You can also parse from a file:

circuit = clifft.parse_file("my_circuit.stim")

2. Front-End: Clifford Tracing

clifft.trace() absorbs Clifford operations into Clifft's frame representation and produces the Heisenberg IR (HirModule). Non-Clifford operations, measurements, detectors, observables, and noise are represented explicitly in this IR:

import clifft

circuit = clifft.parse("H 0\nCNOT 0 1\nT 0\nM 0 1")
hir = clifft.trace(circuit)

print(hir)

3. HIR Optimization

HIR passes transform the traced circuit before it is lowered to executable bytecode. The default pass manager applies Clifft's standard optimizations; you can also build a custom pass manager when experimenting with individual passes.

# Use the default HIR pass manager
pm = clifft.default_hir_pass_manager()
pm.run(hir)

# Or build a custom one
pm = clifft.HirPassManager()
pm.add(clifft.PeepholeFusionPass())
pm.run(hir)

4. Back-End: Lowering to Bytecode

clifft.lower() converts optimized HIR into an executable SVM program:

program = clifft.lower(hir)

Most users should call clifft.compile() instead. Use lower() directly when you are building a custom compilation pipeline or inspecting the output of individual optimization stages.

5. Bytecode Optimization

After lowering, bytecode passes optimize the executable program. These passes do not change the circuit semantics; they reduce runtime overhead, for example by fusing compatible operations.

bpm = clifft.default_bytecode_pass_manager()
bpm.run(program)

See Optimization Passes for the full list of default and optional passes available at both IR levels.

Full Custom Pipeline

Putting it all together:

import clifft

# Parse
circuit = clifft.parse("H 0\nT 0\nCNOT 0 1\nM 0 1")

# Front-end: Clifford tracing
hir = clifft.trace(circuit)

# HIR optimization
pm = clifft.default_hir_pass_manager()
pm.run(hir)

# Back-end: lower to bytecode
program = clifft.lower(hir)

# Bytecode optimization
bpm = clifft.default_bytecode_pass_manager()
bpm.run(program)

This is equivalent to clifft.compile() with default passes, but exposes each intermediate representation for inspection or customization.
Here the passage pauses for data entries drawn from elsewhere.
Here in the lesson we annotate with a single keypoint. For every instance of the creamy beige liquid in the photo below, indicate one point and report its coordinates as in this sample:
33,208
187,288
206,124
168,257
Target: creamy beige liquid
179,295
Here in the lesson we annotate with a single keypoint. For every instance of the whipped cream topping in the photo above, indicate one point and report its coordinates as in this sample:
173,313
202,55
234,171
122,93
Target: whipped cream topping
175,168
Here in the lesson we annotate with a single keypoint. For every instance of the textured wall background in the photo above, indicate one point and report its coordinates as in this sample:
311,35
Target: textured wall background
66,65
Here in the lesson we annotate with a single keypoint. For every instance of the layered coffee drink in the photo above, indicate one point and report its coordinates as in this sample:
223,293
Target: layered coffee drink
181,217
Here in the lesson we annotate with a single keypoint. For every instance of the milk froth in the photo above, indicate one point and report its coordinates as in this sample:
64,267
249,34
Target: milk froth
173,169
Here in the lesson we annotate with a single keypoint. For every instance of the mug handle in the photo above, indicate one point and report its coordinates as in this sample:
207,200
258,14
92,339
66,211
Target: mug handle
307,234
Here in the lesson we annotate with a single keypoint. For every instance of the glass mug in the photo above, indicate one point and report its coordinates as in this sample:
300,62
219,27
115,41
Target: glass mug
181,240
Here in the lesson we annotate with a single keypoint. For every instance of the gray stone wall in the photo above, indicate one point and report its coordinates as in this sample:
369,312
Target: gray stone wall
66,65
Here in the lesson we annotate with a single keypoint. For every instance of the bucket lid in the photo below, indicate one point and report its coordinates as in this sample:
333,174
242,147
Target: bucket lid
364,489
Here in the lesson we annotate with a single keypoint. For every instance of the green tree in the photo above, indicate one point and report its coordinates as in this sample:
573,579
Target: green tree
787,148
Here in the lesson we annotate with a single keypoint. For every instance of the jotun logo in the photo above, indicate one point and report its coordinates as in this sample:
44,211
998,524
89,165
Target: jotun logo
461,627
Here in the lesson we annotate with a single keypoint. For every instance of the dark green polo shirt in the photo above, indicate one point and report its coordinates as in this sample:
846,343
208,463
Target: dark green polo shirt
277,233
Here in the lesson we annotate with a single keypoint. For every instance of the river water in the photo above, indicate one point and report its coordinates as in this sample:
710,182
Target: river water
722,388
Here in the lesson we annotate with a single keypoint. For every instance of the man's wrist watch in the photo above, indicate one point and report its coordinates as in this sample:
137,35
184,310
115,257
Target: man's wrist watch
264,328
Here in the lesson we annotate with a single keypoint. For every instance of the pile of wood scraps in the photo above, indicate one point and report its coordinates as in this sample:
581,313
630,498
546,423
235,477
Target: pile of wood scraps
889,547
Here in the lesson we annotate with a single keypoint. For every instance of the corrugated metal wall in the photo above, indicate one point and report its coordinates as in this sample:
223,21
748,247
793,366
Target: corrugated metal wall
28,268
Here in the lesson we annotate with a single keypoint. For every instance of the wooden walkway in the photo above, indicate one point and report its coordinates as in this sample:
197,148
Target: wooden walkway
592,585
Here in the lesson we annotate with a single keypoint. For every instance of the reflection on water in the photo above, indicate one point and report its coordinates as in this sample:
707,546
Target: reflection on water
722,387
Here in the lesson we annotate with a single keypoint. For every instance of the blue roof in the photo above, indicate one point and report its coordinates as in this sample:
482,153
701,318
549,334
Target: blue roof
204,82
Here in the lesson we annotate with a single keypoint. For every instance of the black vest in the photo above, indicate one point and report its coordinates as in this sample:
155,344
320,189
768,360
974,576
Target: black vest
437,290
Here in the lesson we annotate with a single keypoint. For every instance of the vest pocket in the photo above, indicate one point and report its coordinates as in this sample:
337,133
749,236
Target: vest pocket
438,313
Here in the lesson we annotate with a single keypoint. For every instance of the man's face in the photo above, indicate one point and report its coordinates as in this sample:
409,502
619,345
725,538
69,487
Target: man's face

Advanced: Reference Syndrome Computation

For QEC workflows, compute_reference_syndrome() computes the noiseless detector and observable parities for an HirModule. This is the same reference used internally when compiling with normalize_syndromes=True.

import clifft

circuit = clifft.parse(circuit_text)
hir = clifft.trace(circuit)
ref = clifft.compute_reference_syndrome(hir)

print(ref["detectors"])
print(ref["observables"])

Most users do not need to call this directly; use normalize_syndromes=True when compiling instead. See Simulation for details.